As Forças Armadas realizaram uma operação conjunta com agências e Órgãos de Segurança Pública (OSP) para destruir uma pista de pouso clandestina que servia de apoio logístico para o garimpo ilegal na Terra Indígena Yanomami, em Roraima. A ação foi divulgada no último domingo (23) e teve como alvo a pista conhecida como Rangel, uma das principais vias usadas pelos invasores para acessar o território.
O Comando Militar da Amazônia explicou que a neutralização da pista teve como objetivo romper o fluxo de apoio logístico, contribuindo assim para a interrupção da atividade de garimpo ilegal na região. A pista do Rangel estava entre as 40 pistas de pouso clandestinas identificadas pelo relatório ‘Yanomami sob ataque’, divulgado em 2022 pela Hutukara Associação Yanomami (HAY), que são utilizadas para transportar pessoas, alimentos e equipamentos usados na extração ilegal de ouro.
De acordo com o documento, o frete aéreo é a forma mais cara de acesso aos garimpos instalados na floresta, chegando a custar cerca de R$ 11 mil para uma viagem até a pista do Rangel.
Além da destruição da pista de pouso, no dia 20, na mesma região, foram presos 13 garimpeiros e três embarcações, seis motores, uma motobomba, um alojamento com cantina, um quadriciclo e um acampamento foram destruídos.
Com essas novas prisões, o número de garimpeiros presos na Terra Indígena Yanomami durante a operação Ágata Fronteira Norte chegou a 50. A Ágata Fronteira Norte é uma operação interagências coordenada entre Órgãos de Segurança Pública, Agências e Forças Armadas.
A Terra Indígena Yanomami, considerada o maior território indígena do Brasil, enfrenta uma grave crise sanitária devido à presença de garimpeiros ilegais. Desde 20 de janeiro, a Terra Yanomami está em emergência de saúde pública. O governo Federal tem atuado para retirar os garimpeiros do território, contando com agentes do Ibama, Polícia Federal, Força Nacional e Polícia Rodoviária Federal. Desde junho, o Ministério da Defesa também tem se empenhado em ações repressivas contra os invasores.
A atividade ilegal do garimpo tem causado impactos devastadores na região, além de aumentar a disseminação de doenças entre os indígenas.
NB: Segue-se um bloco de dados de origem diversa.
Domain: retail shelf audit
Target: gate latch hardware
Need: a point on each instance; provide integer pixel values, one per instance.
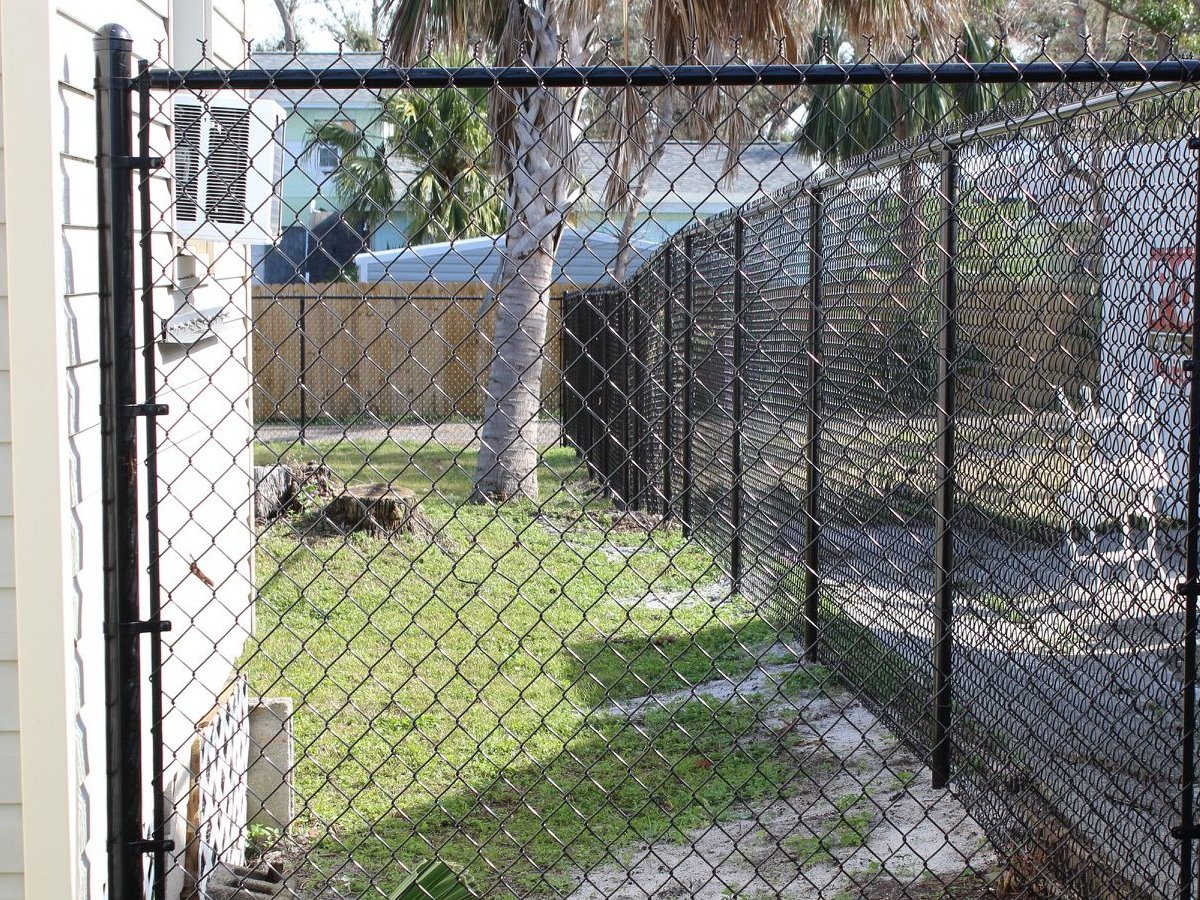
(145, 627)
(132, 162)
(151, 846)
(145, 409)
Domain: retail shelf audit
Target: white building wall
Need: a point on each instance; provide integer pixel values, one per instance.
(52, 688)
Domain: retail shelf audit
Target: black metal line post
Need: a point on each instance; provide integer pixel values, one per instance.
(689, 375)
(1187, 831)
(813, 445)
(943, 563)
(738, 377)
(119, 441)
(669, 381)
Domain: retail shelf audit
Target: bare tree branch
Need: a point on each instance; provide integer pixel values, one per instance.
(289, 30)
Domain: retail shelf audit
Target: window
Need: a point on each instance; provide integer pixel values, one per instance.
(325, 157)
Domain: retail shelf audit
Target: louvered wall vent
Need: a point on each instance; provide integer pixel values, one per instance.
(228, 162)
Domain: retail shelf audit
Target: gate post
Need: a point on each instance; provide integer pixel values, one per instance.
(119, 461)
(943, 561)
(1187, 831)
(689, 389)
(669, 382)
(813, 501)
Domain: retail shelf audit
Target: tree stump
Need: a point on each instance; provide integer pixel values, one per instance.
(378, 509)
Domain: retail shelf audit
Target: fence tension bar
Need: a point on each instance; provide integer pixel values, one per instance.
(669, 383)
(1189, 587)
(147, 409)
(119, 463)
(813, 450)
(145, 163)
(689, 391)
(943, 552)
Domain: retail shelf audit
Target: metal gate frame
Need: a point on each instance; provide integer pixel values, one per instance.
(127, 618)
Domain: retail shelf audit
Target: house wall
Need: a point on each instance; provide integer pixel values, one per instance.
(51, 588)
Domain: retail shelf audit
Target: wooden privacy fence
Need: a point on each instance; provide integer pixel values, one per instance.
(391, 351)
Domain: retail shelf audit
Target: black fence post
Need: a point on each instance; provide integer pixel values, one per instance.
(736, 562)
(689, 391)
(303, 379)
(1187, 831)
(119, 460)
(813, 449)
(154, 587)
(669, 383)
(943, 563)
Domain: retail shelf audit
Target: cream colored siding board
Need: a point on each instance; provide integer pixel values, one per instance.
(144, 24)
(7, 618)
(81, 267)
(5, 409)
(84, 456)
(7, 577)
(11, 844)
(82, 329)
(79, 202)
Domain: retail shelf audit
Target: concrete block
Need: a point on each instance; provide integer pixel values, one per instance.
(269, 799)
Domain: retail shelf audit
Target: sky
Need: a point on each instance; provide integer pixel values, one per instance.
(263, 23)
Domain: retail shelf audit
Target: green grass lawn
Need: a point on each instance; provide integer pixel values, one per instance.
(450, 695)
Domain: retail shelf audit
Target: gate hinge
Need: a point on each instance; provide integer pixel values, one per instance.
(151, 846)
(143, 627)
(145, 409)
(132, 162)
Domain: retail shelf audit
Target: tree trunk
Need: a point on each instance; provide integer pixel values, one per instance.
(538, 185)
(1079, 15)
(289, 31)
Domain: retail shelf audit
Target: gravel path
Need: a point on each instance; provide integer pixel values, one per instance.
(450, 435)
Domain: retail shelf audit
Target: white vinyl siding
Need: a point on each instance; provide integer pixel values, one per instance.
(72, 282)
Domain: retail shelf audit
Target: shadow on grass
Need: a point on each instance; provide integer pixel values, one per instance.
(581, 786)
(429, 469)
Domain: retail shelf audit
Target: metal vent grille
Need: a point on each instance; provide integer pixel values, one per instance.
(227, 166)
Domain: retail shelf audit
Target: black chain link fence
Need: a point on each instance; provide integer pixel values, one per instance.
(750, 519)
(1027, 415)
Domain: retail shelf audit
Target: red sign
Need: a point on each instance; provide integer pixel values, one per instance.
(1169, 321)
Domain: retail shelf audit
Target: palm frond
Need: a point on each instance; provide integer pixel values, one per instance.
(432, 881)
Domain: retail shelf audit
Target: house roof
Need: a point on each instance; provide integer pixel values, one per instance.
(583, 259)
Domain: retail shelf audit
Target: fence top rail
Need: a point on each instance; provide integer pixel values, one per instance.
(381, 77)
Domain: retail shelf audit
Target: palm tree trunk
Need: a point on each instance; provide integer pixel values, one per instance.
(541, 145)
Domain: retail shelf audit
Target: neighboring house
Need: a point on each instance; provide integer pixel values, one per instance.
(685, 183)
(52, 645)
(317, 244)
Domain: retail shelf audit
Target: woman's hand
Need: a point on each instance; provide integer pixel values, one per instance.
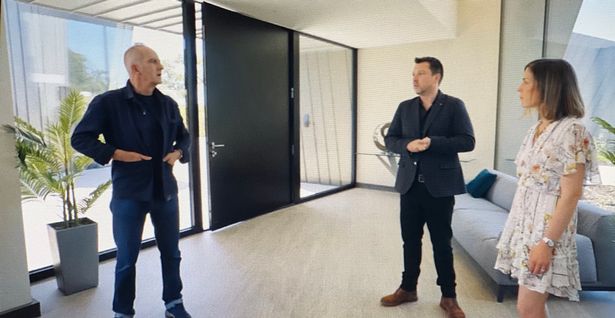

Ela também é responsável por conflitos armados, desmatamento, poluição dos rios devido ao uso de mercúrio e prejuízos para a caça e pesca, impactando diretamente nos recursos naturais essenciais à sobrevivência dos indígenas na floresta. O combate ao garimpo ilegal na Terra Yanomami tem sido uma das principais preocupações das autoridades para proteger a região e a vida dos povos indígenas que nela habitam.